The hill was too far from Bravo’s lines to be useful to Jim and me, so we settled for setting up in the guard tower at the southeastern corner of the compound. It stood about thirty feet high, intact except for the shell holes in its peaked roof. From the top, we looked across Bravo Company’s entire front — a perfect place to control mortars in a fight. It would also be a perfect place for the enemy to shoot at, but lacking any alternative, we put that out of our minds.
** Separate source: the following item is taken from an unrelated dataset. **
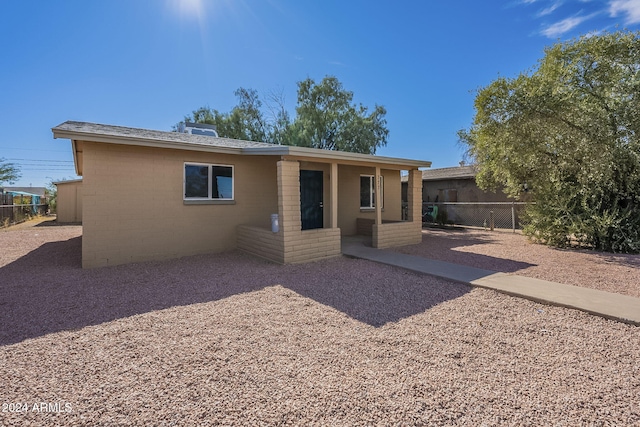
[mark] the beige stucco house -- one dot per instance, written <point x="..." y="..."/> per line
<point x="153" y="195"/>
We stood watch in the tower for almost a week. American aircraft continued pounding Taliban positions, and we often saw them high overhead, tiny fighters hanging on to larger tankers. Besides us, the only Americans on the ground were a few Special Forces teams farther north. They were all fighting in and near population centers — Kabul, Mazar-e Sharif, Kunduz. No one lived around Rhino. Our patrols went out every night and saw nothing. We watched from the tower all day and saw nothing. To be of value, we had to go where the bad guys were.
One afternoon in early December, Jim stood watch while I lay on the floor of the tower to write letters to my two younger sisters. A sentence into the first one, I fell asleep. Thudding footsteps on the spiral steel staircase woke me an hour later. Three women and a man, all Navy doctors, poked their heads above the floor. They were anesthesiologists and trauma surgeons, sent to Afghanistan from San Diego’s Naval Medical Center with thirty hours’ notice. They wore their pistols self-consciously.